By Marissa Bailey

CHICAGO (CBS) — The city of Chicago recently spent $35 million to upgrade its 311 system for non-emergency service requests, but how easy is it to report a problem? CBS 2 went out to test the system first-hand.

Chicago is a beautiful place, but take a close look, and you’ll find opportunities for improvement.

From potholes to graffiti to bad signs, the city’s 311 system is a way to let officials know a fix is needed.

CBS 2 wanted to test the system, so we went to the North Side, South Side, West Side, and downtown to report more than a dozen issues that needed repairs.

The phone option proved to be a mixed bag. After initially hitting snags with the automated voice system, and being transferred around, we were able to successfully report each item, but it did require some time and effort.
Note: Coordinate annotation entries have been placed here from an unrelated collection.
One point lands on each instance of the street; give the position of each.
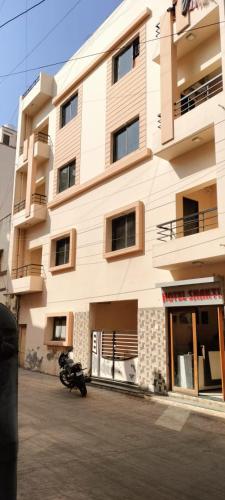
(113, 446)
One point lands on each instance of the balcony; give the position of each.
(41, 146)
(27, 279)
(194, 239)
(199, 17)
(202, 93)
(38, 94)
(192, 126)
(38, 211)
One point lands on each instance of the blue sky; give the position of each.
(20, 37)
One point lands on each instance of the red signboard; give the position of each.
(193, 296)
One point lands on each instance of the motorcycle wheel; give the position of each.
(64, 380)
(83, 391)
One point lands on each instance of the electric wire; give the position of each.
(109, 51)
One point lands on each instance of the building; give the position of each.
(118, 243)
(7, 165)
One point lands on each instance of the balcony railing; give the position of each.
(19, 206)
(28, 270)
(190, 224)
(41, 199)
(31, 86)
(42, 137)
(198, 96)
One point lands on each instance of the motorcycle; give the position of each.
(72, 374)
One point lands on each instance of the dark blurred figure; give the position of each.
(8, 403)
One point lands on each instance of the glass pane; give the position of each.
(72, 174)
(183, 350)
(124, 62)
(63, 179)
(133, 137)
(67, 113)
(120, 148)
(118, 233)
(130, 225)
(59, 328)
(62, 251)
(73, 107)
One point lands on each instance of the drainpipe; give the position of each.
(8, 403)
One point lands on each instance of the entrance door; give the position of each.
(191, 217)
(22, 344)
(184, 360)
(115, 355)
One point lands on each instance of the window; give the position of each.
(125, 60)
(62, 251)
(69, 110)
(123, 231)
(6, 139)
(66, 177)
(126, 140)
(59, 328)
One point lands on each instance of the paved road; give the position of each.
(110, 446)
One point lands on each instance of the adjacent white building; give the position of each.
(7, 164)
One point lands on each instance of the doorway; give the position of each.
(197, 351)
(22, 344)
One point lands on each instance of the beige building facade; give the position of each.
(7, 165)
(118, 242)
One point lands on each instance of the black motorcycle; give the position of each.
(71, 374)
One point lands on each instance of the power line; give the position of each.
(104, 52)
(40, 42)
(21, 13)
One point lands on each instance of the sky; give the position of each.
(49, 33)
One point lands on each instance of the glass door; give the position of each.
(184, 360)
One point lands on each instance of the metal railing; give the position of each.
(41, 199)
(31, 86)
(196, 97)
(19, 206)
(199, 95)
(41, 136)
(28, 270)
(190, 224)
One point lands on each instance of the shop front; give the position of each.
(195, 311)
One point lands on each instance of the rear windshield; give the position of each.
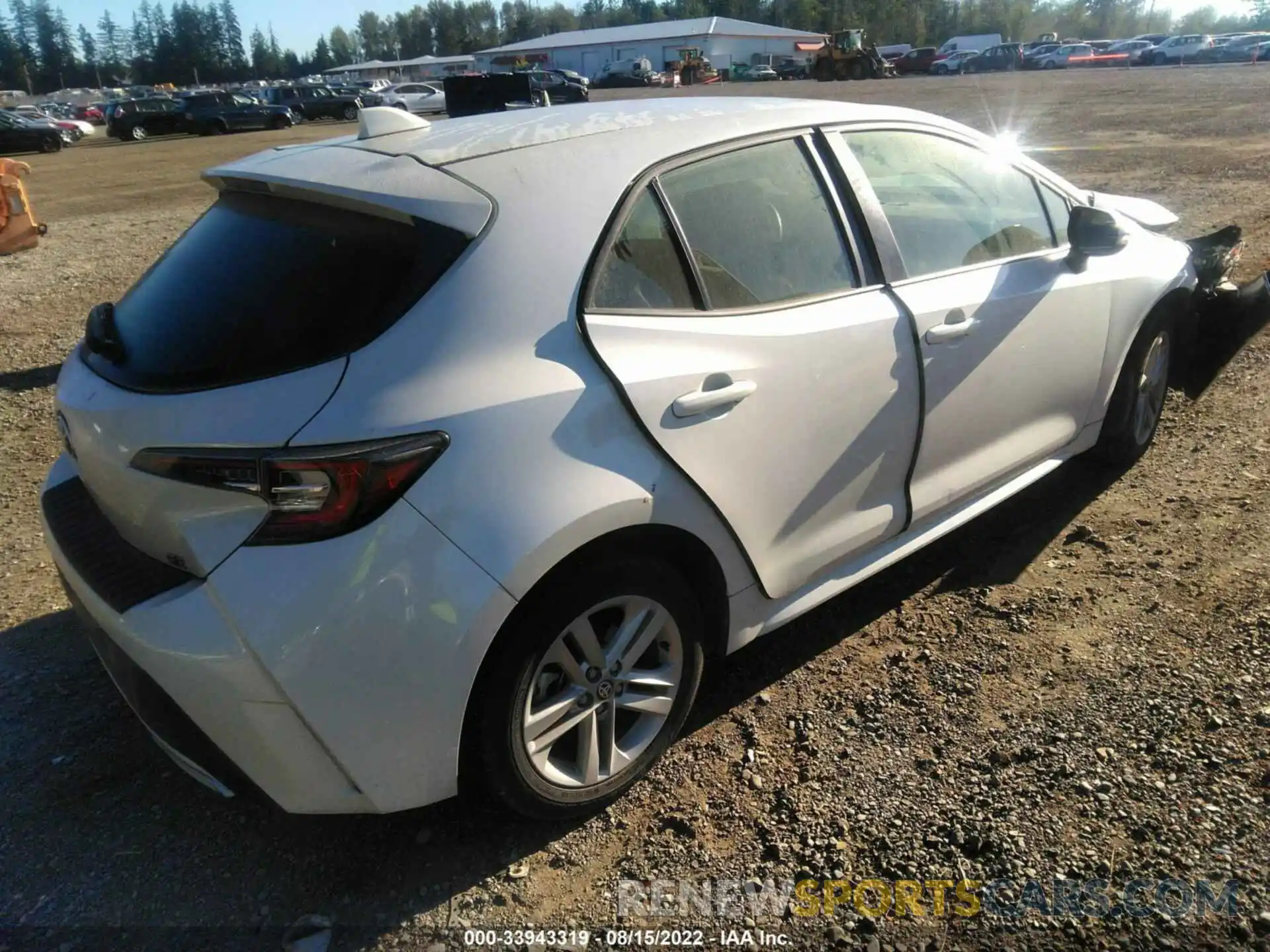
(262, 286)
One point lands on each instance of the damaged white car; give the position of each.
(352, 543)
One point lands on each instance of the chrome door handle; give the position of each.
(955, 325)
(701, 400)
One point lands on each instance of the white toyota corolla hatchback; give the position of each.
(633, 385)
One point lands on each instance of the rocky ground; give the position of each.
(1076, 686)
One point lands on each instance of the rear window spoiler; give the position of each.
(357, 179)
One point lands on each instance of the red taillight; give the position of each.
(314, 493)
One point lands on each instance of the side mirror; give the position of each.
(1093, 231)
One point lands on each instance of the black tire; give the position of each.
(498, 750)
(1123, 441)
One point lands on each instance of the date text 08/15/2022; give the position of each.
(622, 938)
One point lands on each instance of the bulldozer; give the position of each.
(845, 55)
(694, 66)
The texting option also had limits. If you text CHICAGO to 311311, you are given a menu of 12 choices. But if you’re trying to report an issue that’s not on the menu, forget texting.

If you do find an option to report, like a street light out, and type in an intersection, the system doesn’t like that. Instead, it requires an exact address.

Even after answering all the questions, including address, we failed over and over when trying to report issues like potholes. Of seven text attempts, the system only successfully accepted our submissions once.

CBS 2 also tried to use the 311 website to report a “no left turn” sign, but when we had to add a phone number to our report, the website requires you to enter your number with dashes. However, there’s no way to type a dash on the system with some phones.

So, while you can report an issue, you might not be able to enter your phone number to get text updates.

Finally, we reported a one-way sign so covered with stickers, you can’t see which way the arrow is pointing. We used the desktop version of the 311 request system, typed in HAR for Harrison Street, but the website’s dropdown menu only gave various intersections on Harvard as options.

Again, we were forced to figure out an exact address for a light pole, something that really doesn’t exist.

A city spokesperson said officials are looking into those issues, and already has resolved many of them. We will follow up and check to see if the fixes are made to the issues we reported.